Волнуется, трепещет, не скрывая. А со мной же многие считаются. И стрекочет в ухо (конспиратор!):
— Ну и как она? Скорее говори!
А у самого дыханье сперло.
Нащупав десять гривен — так, в кармане, — я выдаю ему такое заключение:
— А знаешь, я приветствую твой выбор! Обрати вниманье на нее! Настоящий человек и… Очень славная! Даже есть, о чем поговорить…
Он, до конца еще не веря:
— Ты серьезно?!
— Повезло тебе! Конечно же, серьезно! И как жена — она незаменима!
Он кинулся меня расцеловать. Я, отбиваясь:
— Ты что, сдурел? А как же твоя Катя?!
— Так от избытка ж!
Это — Авсюков!
Я потом их видел на концерте. Как же она хлопала на Моцарте! Она отбила себе все аплодисменты!
Я, как завсегдатай, улыбался.
Да, я не ошибся в этой Кате!
Вот какая пара замечательная!
Мой вердикт, конечно, возымел. А значит, свадьба! Свадьба скоро, ну понятно почему: он спешил не потерять такое счастье.
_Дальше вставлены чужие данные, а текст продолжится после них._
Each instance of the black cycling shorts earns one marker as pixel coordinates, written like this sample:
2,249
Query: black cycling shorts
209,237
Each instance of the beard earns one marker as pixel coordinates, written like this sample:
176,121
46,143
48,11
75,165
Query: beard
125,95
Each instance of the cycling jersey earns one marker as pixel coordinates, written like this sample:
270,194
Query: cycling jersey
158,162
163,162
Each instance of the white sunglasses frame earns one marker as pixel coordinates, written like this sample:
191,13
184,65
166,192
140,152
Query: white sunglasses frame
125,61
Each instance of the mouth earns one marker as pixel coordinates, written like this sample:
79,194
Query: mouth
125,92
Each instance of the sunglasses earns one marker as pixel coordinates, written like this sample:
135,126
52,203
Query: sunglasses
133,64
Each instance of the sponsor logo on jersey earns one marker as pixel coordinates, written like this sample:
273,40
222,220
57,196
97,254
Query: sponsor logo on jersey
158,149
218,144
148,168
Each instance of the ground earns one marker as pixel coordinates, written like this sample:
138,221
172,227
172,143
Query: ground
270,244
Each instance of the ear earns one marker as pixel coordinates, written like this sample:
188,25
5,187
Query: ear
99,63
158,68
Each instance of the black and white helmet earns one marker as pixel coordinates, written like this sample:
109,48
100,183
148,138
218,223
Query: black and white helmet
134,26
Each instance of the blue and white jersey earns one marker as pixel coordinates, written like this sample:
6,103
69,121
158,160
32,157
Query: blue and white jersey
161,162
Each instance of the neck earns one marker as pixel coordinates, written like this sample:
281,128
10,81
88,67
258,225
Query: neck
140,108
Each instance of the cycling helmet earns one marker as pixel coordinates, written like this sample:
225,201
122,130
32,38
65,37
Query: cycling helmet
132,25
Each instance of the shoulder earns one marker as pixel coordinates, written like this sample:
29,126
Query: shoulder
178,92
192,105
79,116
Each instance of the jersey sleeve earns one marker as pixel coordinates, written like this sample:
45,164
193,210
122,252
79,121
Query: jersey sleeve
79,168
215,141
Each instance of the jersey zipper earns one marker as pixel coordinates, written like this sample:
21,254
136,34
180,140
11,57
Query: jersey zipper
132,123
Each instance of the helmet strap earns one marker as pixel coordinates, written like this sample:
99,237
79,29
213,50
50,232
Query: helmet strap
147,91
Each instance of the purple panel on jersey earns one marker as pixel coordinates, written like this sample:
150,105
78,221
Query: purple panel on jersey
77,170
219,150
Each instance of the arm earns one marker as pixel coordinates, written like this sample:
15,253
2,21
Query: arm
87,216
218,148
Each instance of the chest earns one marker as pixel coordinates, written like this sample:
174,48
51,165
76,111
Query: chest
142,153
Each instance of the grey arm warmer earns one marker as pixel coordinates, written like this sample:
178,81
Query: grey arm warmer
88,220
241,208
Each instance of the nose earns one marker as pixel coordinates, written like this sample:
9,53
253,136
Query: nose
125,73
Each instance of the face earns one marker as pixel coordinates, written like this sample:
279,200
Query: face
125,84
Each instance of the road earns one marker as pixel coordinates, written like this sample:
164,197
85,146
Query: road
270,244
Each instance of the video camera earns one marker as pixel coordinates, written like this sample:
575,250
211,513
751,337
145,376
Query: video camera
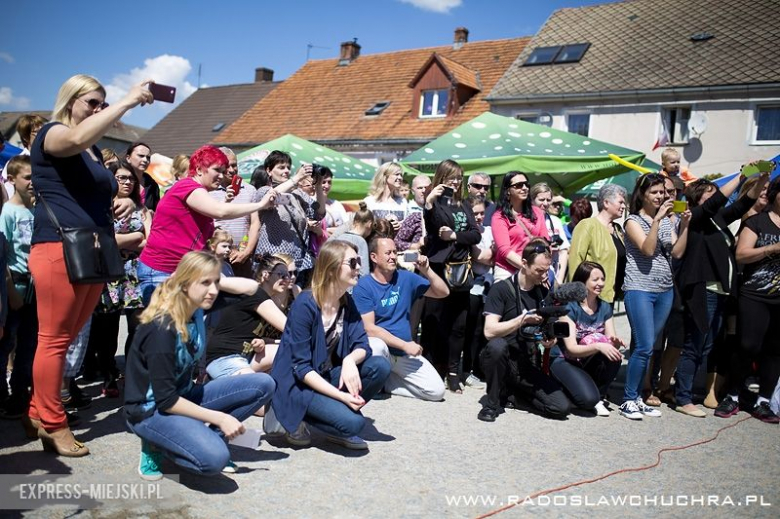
553,307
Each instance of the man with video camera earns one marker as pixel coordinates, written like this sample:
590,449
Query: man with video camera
511,359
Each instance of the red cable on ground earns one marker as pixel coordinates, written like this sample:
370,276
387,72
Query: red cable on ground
605,476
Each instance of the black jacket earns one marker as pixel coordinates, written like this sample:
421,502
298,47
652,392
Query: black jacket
709,255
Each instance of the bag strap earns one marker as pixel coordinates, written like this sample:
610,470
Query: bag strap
49,211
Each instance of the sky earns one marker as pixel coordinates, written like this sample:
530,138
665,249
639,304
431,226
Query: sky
45,42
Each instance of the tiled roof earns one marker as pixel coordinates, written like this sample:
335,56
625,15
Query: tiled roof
646,44
121,132
190,125
325,102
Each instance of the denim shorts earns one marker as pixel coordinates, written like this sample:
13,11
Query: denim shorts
226,366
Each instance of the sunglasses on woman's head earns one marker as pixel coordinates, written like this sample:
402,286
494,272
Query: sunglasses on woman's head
353,262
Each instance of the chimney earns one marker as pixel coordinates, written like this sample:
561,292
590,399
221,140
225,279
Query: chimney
461,37
350,51
264,75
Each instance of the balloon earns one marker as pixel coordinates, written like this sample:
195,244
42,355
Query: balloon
628,164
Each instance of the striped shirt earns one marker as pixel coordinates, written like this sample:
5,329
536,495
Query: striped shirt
649,273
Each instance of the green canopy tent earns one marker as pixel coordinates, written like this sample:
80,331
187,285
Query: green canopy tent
351,176
495,145
627,180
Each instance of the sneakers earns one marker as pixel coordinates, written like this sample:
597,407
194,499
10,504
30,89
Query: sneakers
300,438
764,413
473,381
150,464
601,409
630,410
355,443
727,408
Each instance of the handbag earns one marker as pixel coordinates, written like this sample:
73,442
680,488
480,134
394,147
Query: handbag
459,275
91,253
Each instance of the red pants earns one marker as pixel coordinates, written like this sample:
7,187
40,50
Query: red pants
63,309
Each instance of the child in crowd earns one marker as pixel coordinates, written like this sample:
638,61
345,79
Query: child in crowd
16,222
670,166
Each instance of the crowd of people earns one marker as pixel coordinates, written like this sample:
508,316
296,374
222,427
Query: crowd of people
268,298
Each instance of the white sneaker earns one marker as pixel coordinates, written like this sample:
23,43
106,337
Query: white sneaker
601,409
475,382
355,443
646,409
630,410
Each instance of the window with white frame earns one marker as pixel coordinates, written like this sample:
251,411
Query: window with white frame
578,123
767,123
433,103
676,122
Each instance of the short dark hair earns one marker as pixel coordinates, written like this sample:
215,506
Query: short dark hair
582,274
275,158
536,247
696,190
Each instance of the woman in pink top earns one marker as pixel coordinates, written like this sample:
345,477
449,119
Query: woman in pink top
184,220
514,223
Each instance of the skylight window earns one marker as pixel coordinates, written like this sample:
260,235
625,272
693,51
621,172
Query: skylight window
558,54
377,108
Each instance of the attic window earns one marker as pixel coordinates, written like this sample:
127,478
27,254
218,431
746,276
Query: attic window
559,54
702,36
377,108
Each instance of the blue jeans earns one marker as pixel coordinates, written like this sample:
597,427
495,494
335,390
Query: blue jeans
21,324
337,418
148,279
191,444
697,347
647,314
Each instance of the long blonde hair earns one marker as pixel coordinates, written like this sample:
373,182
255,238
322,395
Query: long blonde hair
379,183
326,268
170,299
70,90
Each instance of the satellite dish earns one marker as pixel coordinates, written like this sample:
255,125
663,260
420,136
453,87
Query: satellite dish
697,124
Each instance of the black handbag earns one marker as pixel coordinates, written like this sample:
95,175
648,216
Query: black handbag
91,253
Зовет меня, а как же без меня?!
Я ж ему помог определиться…
Вроде всё. А нет, еще не всё.
Теперь подарки. Тяжело мне говорить. Но подарки — меня просто подкосили!
Что дарят люди? Это ж вроде свадьба! Так нет, какие-то наивные сервизы! Допотопные хрустальные ладьи. И даже книги. А кому они сейчас?! Может, их и дарят, чтоб отделаться. Еще бы слоников вручили, примитивы!
А один вообще всех превзошел: молодым вручил он пассатижи. Ты ж на свадьбе! Нужно ж понимать!
И только я вручил по существу. Нет, не десять гривен, вы не правы.
Я дарю им фотографию. Чайковского! Под ламинатом, на открытке, в скромной рамке. А потому что скромность украшает.
Чтобы наконец до них дошло, в конце концов, — кто по лицу Чайковский, вот же он!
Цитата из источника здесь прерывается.